Toward the end of 2021, the effects of the pandemic were easing, stock markets were booming, and digital acceleration was moving full speed ahead.
Tech giants, ad agencies, and brands are all preparing for an industry-wide downturn—but how severe it will be is unclear. Drawing insights and statistics from Insider Intelligence’s latest report series, “The Era of Uncertainty,” we explore three main factors influencing the advertising and marketing industry.
1. Consumer spending is in flux
Accelerated inflation is causing consumers to reevaluate their spending. Although we expect US consumers to continue spending despite the rising costs of goods—with retail sales set to grow 6.4% this year, primarily due to inflation—a closer look at shopping habits and purchases tell a more nuanced story.
Eroding spending power is forcing consumers to make tougher choices about what and how they buy, especially when it comes to non-essentials and splurge items. Spending on durable goods fell 3.2%, as consumers pull back from big-ticket products such as furniture. In addition, to cover the costs, consumers are increasingly tapping into savings. The savings rate inched up to 5.4% after falling to 5.2% in April, its lowest level in more than a decade.

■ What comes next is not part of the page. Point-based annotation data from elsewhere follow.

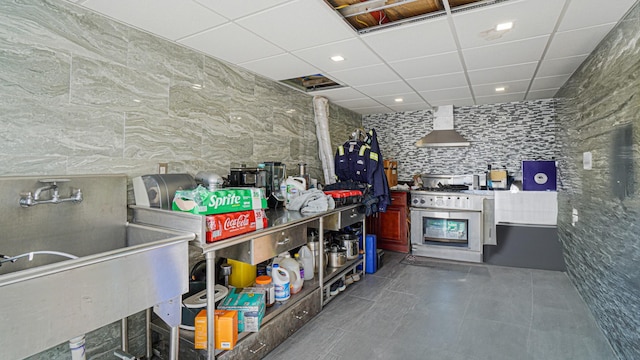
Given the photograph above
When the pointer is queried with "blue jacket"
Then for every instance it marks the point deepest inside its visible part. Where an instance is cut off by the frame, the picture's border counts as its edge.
(360, 161)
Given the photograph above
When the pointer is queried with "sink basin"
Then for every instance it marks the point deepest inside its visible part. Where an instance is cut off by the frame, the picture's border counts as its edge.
(120, 269)
(49, 304)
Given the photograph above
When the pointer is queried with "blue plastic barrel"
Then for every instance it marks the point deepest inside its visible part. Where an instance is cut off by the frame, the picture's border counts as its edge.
(370, 254)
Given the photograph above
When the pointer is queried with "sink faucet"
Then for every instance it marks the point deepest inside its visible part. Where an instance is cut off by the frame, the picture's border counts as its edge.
(28, 199)
(53, 186)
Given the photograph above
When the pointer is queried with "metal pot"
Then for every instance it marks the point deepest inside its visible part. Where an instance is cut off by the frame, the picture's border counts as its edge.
(337, 256)
(314, 246)
(350, 243)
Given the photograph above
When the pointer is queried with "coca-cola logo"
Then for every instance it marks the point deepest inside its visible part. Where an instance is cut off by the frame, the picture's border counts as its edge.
(239, 222)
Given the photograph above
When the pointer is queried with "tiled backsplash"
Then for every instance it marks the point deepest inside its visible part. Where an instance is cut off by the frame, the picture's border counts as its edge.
(500, 134)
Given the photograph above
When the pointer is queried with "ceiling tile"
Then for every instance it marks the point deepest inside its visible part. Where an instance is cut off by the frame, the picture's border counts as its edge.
(280, 67)
(298, 24)
(355, 54)
(393, 87)
(496, 99)
(454, 93)
(339, 94)
(504, 73)
(167, 18)
(239, 8)
(586, 13)
(222, 42)
(514, 52)
(365, 75)
(510, 87)
(358, 103)
(407, 98)
(373, 110)
(561, 66)
(410, 107)
(549, 82)
(438, 82)
(530, 18)
(422, 38)
(577, 42)
(541, 94)
(455, 102)
(428, 65)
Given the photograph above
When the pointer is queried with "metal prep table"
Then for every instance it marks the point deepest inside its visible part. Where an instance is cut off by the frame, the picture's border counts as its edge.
(286, 230)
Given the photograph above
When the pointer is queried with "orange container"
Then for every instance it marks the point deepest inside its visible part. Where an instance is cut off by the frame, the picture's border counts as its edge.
(226, 329)
(391, 170)
(226, 324)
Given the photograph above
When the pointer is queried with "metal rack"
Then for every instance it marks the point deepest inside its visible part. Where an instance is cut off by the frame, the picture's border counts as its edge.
(282, 234)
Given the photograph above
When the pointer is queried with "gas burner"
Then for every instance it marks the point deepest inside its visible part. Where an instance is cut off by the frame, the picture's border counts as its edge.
(445, 188)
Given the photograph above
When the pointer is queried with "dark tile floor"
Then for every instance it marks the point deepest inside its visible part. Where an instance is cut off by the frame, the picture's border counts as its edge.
(448, 311)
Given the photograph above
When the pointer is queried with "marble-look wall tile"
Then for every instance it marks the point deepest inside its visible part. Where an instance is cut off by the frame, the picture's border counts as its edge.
(602, 248)
(83, 94)
(105, 84)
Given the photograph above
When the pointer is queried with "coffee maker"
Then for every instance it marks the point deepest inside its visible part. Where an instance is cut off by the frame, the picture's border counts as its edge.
(276, 173)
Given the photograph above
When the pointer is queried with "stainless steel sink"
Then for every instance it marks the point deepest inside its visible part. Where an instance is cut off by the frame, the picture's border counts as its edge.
(121, 268)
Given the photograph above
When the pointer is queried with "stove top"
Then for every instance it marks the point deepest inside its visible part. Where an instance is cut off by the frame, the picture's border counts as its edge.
(444, 188)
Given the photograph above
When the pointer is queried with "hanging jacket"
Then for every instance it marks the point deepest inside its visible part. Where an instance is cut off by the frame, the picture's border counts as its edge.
(378, 177)
(354, 161)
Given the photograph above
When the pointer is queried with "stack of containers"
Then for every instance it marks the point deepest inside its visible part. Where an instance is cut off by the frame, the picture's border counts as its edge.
(229, 212)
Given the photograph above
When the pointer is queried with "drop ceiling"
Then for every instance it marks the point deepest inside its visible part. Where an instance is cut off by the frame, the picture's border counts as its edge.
(449, 58)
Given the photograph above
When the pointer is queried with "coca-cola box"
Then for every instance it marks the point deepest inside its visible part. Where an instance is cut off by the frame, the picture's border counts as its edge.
(223, 226)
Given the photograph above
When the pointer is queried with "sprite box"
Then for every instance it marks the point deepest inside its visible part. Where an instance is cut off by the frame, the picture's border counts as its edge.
(201, 201)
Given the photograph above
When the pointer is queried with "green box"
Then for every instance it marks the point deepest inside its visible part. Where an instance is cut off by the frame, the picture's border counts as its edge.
(201, 201)
(250, 307)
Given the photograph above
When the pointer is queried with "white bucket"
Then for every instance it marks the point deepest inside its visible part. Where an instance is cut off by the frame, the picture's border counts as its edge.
(293, 267)
(281, 283)
(307, 262)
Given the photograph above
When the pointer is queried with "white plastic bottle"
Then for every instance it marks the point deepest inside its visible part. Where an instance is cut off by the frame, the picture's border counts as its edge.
(281, 283)
(306, 256)
(300, 264)
(293, 268)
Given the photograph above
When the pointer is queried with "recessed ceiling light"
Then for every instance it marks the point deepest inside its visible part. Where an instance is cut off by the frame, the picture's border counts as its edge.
(504, 26)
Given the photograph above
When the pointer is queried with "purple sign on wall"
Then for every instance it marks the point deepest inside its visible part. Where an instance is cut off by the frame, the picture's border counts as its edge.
(539, 175)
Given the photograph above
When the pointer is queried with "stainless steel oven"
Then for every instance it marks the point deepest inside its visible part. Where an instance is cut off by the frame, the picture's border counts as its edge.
(447, 225)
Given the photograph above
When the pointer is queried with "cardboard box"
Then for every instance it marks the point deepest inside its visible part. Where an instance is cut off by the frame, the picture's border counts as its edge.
(200, 336)
(250, 307)
(226, 325)
(226, 329)
(201, 201)
(223, 226)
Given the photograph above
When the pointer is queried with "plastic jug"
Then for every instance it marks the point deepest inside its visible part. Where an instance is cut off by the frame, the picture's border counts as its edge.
(295, 185)
(306, 257)
(292, 266)
(300, 265)
(281, 283)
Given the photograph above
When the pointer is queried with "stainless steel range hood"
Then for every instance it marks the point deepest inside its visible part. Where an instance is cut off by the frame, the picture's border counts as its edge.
(443, 134)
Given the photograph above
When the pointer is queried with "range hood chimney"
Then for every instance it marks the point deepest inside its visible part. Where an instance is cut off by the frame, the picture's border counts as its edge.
(443, 133)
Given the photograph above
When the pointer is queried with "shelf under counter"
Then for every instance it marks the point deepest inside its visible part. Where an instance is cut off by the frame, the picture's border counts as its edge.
(187, 341)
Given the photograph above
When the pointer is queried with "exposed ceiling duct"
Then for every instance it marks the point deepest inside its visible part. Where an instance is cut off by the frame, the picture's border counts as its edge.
(443, 134)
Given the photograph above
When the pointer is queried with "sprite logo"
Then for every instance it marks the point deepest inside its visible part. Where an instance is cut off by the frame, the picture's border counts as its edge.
(227, 200)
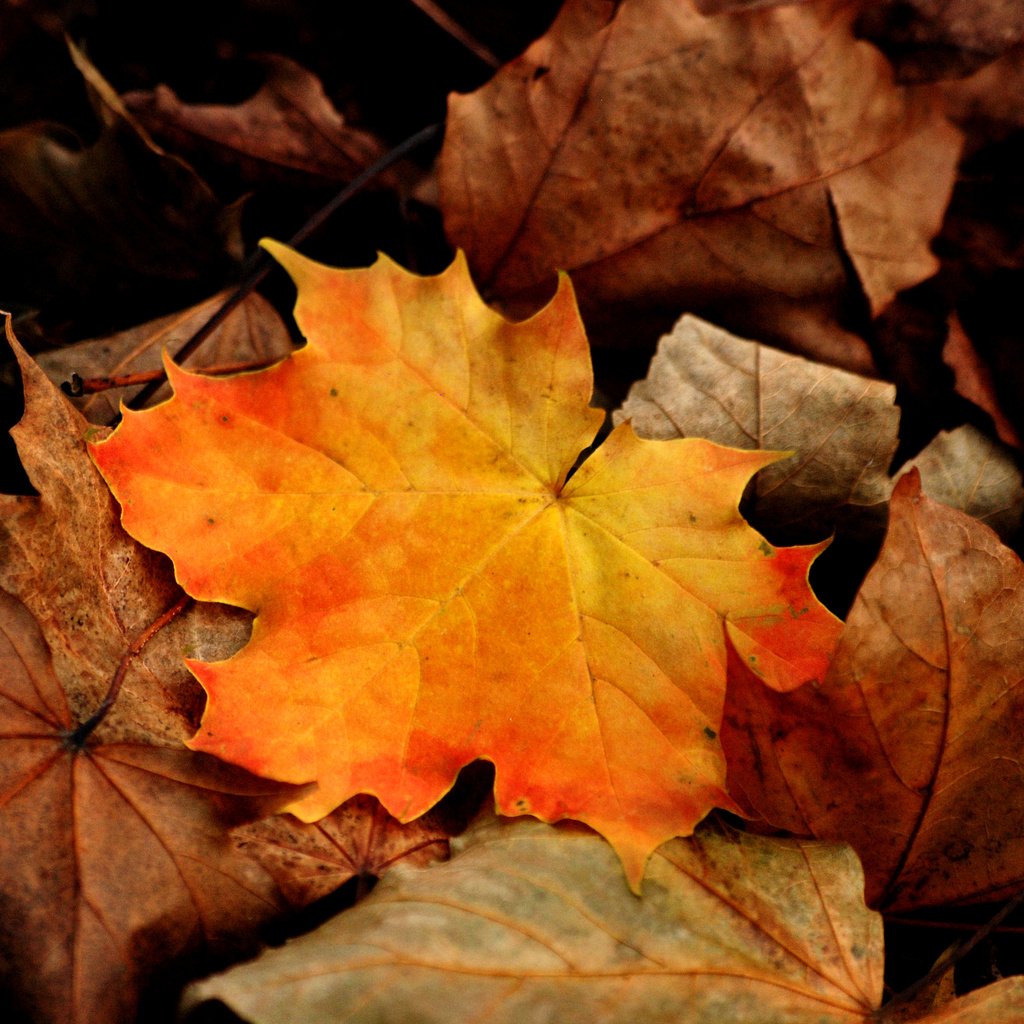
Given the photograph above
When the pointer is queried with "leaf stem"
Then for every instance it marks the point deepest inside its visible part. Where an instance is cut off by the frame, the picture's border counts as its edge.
(78, 386)
(957, 952)
(76, 738)
(258, 265)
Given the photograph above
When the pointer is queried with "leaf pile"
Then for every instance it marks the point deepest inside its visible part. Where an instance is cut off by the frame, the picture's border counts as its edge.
(451, 588)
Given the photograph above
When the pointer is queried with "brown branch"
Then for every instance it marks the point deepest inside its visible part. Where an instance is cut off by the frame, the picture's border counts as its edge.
(78, 386)
(258, 265)
(75, 739)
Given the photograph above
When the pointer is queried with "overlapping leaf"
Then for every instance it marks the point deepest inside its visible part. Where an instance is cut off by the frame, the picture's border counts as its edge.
(737, 165)
(392, 501)
(524, 924)
(111, 219)
(116, 857)
(288, 130)
(910, 749)
(705, 382)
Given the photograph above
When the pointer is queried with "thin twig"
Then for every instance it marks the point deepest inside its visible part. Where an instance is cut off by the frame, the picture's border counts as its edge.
(258, 265)
(75, 739)
(448, 24)
(78, 386)
(961, 950)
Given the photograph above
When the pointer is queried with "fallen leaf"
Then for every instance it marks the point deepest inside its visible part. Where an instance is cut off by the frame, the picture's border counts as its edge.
(288, 132)
(929, 40)
(392, 502)
(526, 924)
(92, 588)
(705, 382)
(86, 590)
(118, 219)
(986, 105)
(252, 333)
(759, 167)
(115, 856)
(916, 725)
(358, 839)
(974, 380)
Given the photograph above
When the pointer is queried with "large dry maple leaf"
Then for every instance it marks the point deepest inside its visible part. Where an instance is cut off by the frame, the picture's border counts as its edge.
(918, 724)
(760, 166)
(394, 502)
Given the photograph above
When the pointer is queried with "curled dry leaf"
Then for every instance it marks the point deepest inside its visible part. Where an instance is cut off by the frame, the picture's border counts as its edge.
(358, 839)
(974, 380)
(735, 165)
(526, 924)
(288, 130)
(92, 588)
(384, 497)
(110, 219)
(114, 856)
(916, 725)
(843, 430)
(252, 333)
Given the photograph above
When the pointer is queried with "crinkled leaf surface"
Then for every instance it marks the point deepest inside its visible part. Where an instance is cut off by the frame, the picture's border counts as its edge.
(251, 333)
(151, 222)
(910, 751)
(705, 382)
(115, 857)
(288, 131)
(759, 166)
(526, 924)
(392, 502)
(357, 839)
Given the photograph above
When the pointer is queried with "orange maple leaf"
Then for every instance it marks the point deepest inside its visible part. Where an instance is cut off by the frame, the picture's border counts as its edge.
(432, 587)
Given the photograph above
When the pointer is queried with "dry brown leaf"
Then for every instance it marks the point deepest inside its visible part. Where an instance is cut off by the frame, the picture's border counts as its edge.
(843, 429)
(358, 839)
(974, 380)
(735, 165)
(116, 856)
(525, 924)
(288, 130)
(909, 751)
(92, 588)
(252, 333)
(108, 222)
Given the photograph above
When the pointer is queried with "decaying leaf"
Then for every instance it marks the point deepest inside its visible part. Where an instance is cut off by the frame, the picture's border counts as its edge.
(735, 165)
(357, 839)
(909, 751)
(843, 429)
(110, 219)
(288, 130)
(525, 924)
(252, 333)
(92, 588)
(929, 40)
(115, 856)
(392, 501)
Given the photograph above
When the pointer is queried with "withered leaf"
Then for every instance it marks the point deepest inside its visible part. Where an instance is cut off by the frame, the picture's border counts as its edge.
(357, 839)
(115, 857)
(252, 333)
(760, 167)
(842, 428)
(525, 924)
(289, 131)
(116, 219)
(903, 749)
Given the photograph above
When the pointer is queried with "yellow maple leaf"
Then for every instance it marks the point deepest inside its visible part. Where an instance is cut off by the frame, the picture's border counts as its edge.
(432, 586)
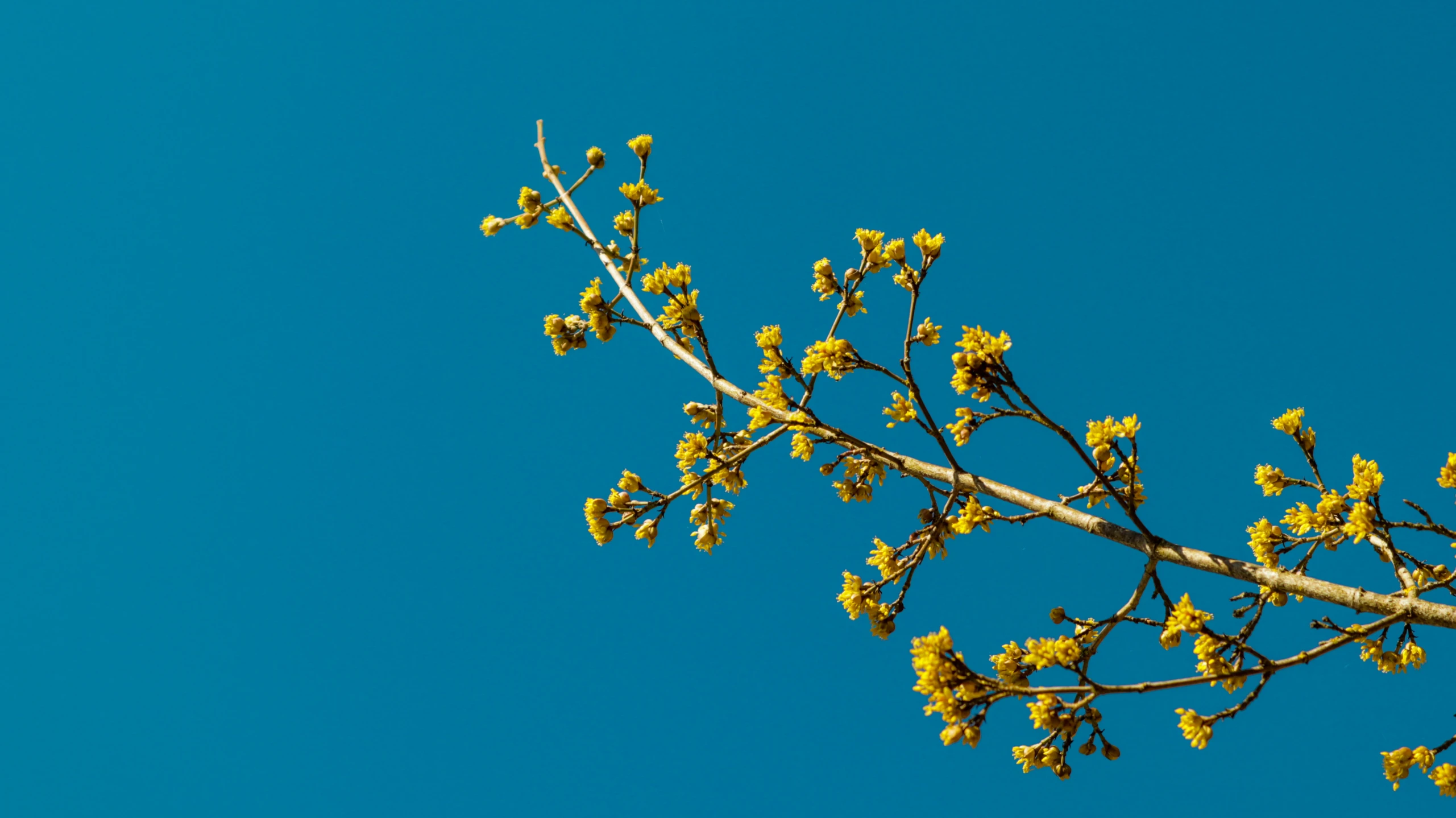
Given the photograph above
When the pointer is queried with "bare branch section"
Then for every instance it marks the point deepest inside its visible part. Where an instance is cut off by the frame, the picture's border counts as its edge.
(714, 460)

Even Amazon felt inflation’s impact. Although Prime Day 2022 was Amazon’s biggest ever—with total US online spending reaching $11.90 billion, up 8.5% year-over-year (YoY)—higher prices had clear reverberations on consumers’ purchase decisions. Shoppers gravitated toward deals on essentials versus last year’s more frivolous top sellers: health and beauty and consumer electronics.
“These buying trends and insights will be a crucial signal for advertisers looking to adjust their spending. If consumer spending continues to lose steam over the next several months, it would suggest there isn’t a market to support current levels of ad spending,” says Peter Newman, senior forecasting analyst at Insider Intelligence.
2. The battle between advertisers and Big Tech carries on
Big Tech’s advertising outlook was already reeling from widespread privacy changes, such as Apple’s AppTrackingTransparency policy (ATT). Under ATT, all apps distributed through the App Store must prompt users to opt in and allow advertisers to track them across other sites or apps. The rollout of ATT in April 2021 effectively eliminated the primary way publishers and advertisers track users on iOS and changed how the mobile ad industry approaches monetization and measurement.
As a result, advertisers no longer receive information about off-platform actions, making it difficult to target ads effectively, track engagement, and measure conversions. In fact, Meta said the changes could cost it as much as $10 billion in 2022, and its failure to create a reliable replacement has caused advertisers to flee Facebook. That’s also why Insider Intelligence predicts Meta will see its lowest ever annual growth rate of ad revenues, increasing just 12.4%.
Now, more than a year after Apple’s privacy changes, companies are still struggling to develop ad solutions, and revenues have dropped significantly. Luckily, advertisers using Facebook and Instagram are in a stronger negotiating position than ever before. Meta is going to fight hard to keep its advertisers in the fold, but there’s no better time than now for marketers to spread their social budgets around to other platforms—especially when TikTok is knocking on the door with new performance-focused ad products.
3. Agencies and brands are scaling back
Tech’s woes are just one small part of the ad industry’s overall downturn. Layoffs have hit several ad agencies, and major advertisers are starting to rein in spending.
“Rising interest rates from the Federal Reserve have coincided with tumbling stock prices, especially in the tech sector,” says Newman. “Cutbacks could include reduced advertising budgets”
Other industries are simply shifting dollars. Automakers, for example, are investing more in consumer experience and loyalty programs than in advertising, after seeing diminishing returns from TV placements in H1 2022. Microsoft also halted TV ad spending last month, citing inflation and interest rates.
Upper-funnel campaigns such as connected TV (CTV), which had previously benefited from the pandemic-driven trend toward streaming, have seen some of the biggest budget cuts. This comes, however, amid criticism of accuracy, with the recent finding that 17% of ads on CTV devices air while TVs are off, costing advertisers $1 billion. If the economy’s unstable outlook continues, ad channels that already had issues—like CTV—will be impacted the most, as marketers look to put their tighter wallets to use on more reliable sources.